Ainda uma outra comentava: - Bem feito, agora com o projeto do Sr. Atalício, eles vão ter que fazer outra coisa.
E, assim, com todo apoio terrestre e do além, o projeto do Sr. Atalício foi aprovado na Câmara.
Passaram-se meses e anos. Como tudo que começa tem que acabar ou emperrar, a prometida Capela Mortuária ficou pronta. Aí, vieram as propagandas, com faixas e mais faixas nas ruas; na entrada, na subida, na saída. Uma delas dizia: “Um sonho que se tornou realidade, os mortos de Astória, já têm uma ante-sala para descansar antes de serem enterrados”.
Uma vez pronta a capela, marcou-se o dia da inauguração. Afinal, não é todo dia que se constrói uma obra desse porte.
Mas, para isso precisava-se de um defunto. Onde já se viu inaugurar uma Capela Mortuária ou um cemitério, sem um defunto? – Anunciou-se no Jornal local e noutros meios de comunicações.
Havia no hospital local muitos doentes, principalmente pobres, esperava-se que no dia, alguém fizesse o favor de morrer.
Na véspera da inauguração, os donos da festa estavam preocupados. – Nada de defunto, a situação era preocupante. Mas lá, pela meia noite, como de costume, lá vinha o carrinho anunciando mais uma morte na cidade. Imediatamente, procuraram a família para oferecer as honras de ser o defunto inaugural da Capela, inclusive com funeral por conta da casa, o que foi logo acertado.
Ah, ia esquecendo de dizer. O nome do defunto era Esquisito, ou seja, seu apelido. Esquisito tinha um problema neurológico, que nem mesmo ele sabia, era cataléptico. Catalepsia é o estado em que ficam temporariamente suspensos os movimentos voluntários e a sensibilidade externa de uma pessoa. Assim é como se estivesse morta por algum tempo.

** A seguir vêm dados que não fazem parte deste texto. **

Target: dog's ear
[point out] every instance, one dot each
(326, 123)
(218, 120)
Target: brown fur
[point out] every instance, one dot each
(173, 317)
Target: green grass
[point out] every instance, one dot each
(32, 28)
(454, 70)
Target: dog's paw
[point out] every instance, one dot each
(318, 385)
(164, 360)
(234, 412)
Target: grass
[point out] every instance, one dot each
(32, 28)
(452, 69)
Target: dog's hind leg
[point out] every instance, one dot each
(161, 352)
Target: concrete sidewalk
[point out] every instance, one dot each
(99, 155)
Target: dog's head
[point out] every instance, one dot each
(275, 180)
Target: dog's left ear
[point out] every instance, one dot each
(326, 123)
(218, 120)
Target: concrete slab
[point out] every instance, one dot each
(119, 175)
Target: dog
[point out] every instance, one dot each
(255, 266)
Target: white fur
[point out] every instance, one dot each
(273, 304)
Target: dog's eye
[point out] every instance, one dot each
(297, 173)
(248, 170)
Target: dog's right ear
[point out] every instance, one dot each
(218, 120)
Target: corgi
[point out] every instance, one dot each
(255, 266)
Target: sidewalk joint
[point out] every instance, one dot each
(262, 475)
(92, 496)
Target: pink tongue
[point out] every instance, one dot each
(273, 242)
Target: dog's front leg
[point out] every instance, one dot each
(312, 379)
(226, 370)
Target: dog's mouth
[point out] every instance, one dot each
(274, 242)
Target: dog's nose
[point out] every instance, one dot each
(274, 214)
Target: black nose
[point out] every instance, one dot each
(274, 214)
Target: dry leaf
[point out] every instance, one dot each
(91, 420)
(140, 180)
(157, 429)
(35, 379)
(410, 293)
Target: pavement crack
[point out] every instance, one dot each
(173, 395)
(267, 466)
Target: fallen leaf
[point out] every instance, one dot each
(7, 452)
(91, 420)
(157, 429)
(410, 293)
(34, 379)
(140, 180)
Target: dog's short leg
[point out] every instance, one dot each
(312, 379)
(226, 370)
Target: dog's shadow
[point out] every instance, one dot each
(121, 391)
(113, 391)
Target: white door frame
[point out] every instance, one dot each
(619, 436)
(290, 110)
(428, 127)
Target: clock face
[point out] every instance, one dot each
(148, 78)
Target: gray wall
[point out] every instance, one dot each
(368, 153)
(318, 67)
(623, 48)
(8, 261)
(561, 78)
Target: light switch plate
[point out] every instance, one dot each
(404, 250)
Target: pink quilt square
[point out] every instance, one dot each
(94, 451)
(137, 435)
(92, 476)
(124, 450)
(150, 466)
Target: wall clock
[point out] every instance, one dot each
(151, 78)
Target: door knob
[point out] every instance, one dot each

Naquela pressa toda, não procuraram um médico para atestar a morte do Esquisito, ou se realmente ele tinha morrido. O serviço funerário se encarregou de tudo. Levaram o defunto direto para a Capela Mortuária colocando-o bem no centro do salão. Esquisito estava bonito, de terno, gravata e flores até o nariz. Como toda inauguração que cheira política, vieram os discursos. Primeiro falou o Vereador responsável pelo projeto:
- Bem, meus amigos, tenho imenso prazer de comunicar e entregar esta obra à comunidade de Astória. Era o que o povo tanto esperava. Aplausos. Passo a palavra para o Sr. Prefeito pedindo a V. Excia. que descerre a placa inaugural.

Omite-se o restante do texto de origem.